CPR: Canon 8; EC 8-8; DR 8-101; Canon 9; EC 9-2
Opinions: 67-5, 73-19; ABA Informal 1182
Misc.: Drinker, Legal Ethics , pp. 87-88; Fla. Commission on Ethics, CEO 75-197

Committeeman Livingston stated the opinion of the committee:

A lawyer who is a member of the Florida legislature asks:

Would a prohibited conflict of interest exist if a state legislator, or his law firm, were retained or employed in the capacity of City Attorney for a Florida municipality, or as counsel for a special purpose or special tax district?

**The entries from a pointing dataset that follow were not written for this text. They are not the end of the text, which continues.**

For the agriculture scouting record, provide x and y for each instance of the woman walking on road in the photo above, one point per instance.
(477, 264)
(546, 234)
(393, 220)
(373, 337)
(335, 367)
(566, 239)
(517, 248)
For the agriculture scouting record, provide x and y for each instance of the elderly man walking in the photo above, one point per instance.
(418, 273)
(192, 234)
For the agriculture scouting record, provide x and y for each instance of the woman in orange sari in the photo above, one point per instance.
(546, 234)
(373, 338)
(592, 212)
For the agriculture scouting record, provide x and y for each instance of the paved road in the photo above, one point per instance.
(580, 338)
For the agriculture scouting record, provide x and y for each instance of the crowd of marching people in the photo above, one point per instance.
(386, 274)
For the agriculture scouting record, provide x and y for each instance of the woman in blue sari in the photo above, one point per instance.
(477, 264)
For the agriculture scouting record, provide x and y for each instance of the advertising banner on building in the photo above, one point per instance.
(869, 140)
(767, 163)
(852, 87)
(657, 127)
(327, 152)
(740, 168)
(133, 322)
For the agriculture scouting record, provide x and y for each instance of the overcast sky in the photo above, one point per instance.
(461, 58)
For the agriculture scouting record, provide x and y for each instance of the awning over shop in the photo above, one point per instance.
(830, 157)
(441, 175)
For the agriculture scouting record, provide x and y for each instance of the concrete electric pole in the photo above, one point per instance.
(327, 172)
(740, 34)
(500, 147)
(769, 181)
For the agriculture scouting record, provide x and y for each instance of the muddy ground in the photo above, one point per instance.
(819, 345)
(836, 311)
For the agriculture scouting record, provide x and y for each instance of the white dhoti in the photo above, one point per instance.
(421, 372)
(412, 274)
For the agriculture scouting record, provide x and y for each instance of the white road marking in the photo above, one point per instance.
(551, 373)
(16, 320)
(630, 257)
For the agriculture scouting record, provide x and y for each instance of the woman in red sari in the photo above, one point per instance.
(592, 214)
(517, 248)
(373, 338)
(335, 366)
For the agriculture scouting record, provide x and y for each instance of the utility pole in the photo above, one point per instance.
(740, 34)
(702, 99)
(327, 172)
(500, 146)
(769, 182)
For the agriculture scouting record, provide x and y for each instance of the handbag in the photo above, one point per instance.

The Committee majority answers that it is permissible for the lawyer to be a member of the Florida legislature while he or his law partner is a city attorney or counsel for a special purpose or special tax district, but that it would be impermissible for him to (a) vote on or participate in matters directly or significantly related to the interests of the city or district or (b) fail to disclose the relationships to all concerned, or (c) make use of his public office as a means for private gain, directly or indirectly.

With this opinion, we enter into agreement with Opinion CEO 75-197 of the Florida Commission on Ethics on this question. The statutory Code of Ethics for Public Officers and Employees (Florida Statutes §112.313(7)), as interpreted by the Florida Commission on Ethics (Florida Commission on Ethics, CEO 75-197), carves out an exception for the practice which Opinion 73-19 of this Committee prohibited absent the lawyer's nonparticipation in legislative matters involving the two public bodies. On the other hand, the Code of Professional Responsibility, which this Committee is charged to interpret, does not specifically carve out an exception for this practice. Our task has thus been more difficult, but we believe such an exception, subject to the foregoing qualifications, to be implicitly permitted and not proscribed by the Code of Professional Responsibility.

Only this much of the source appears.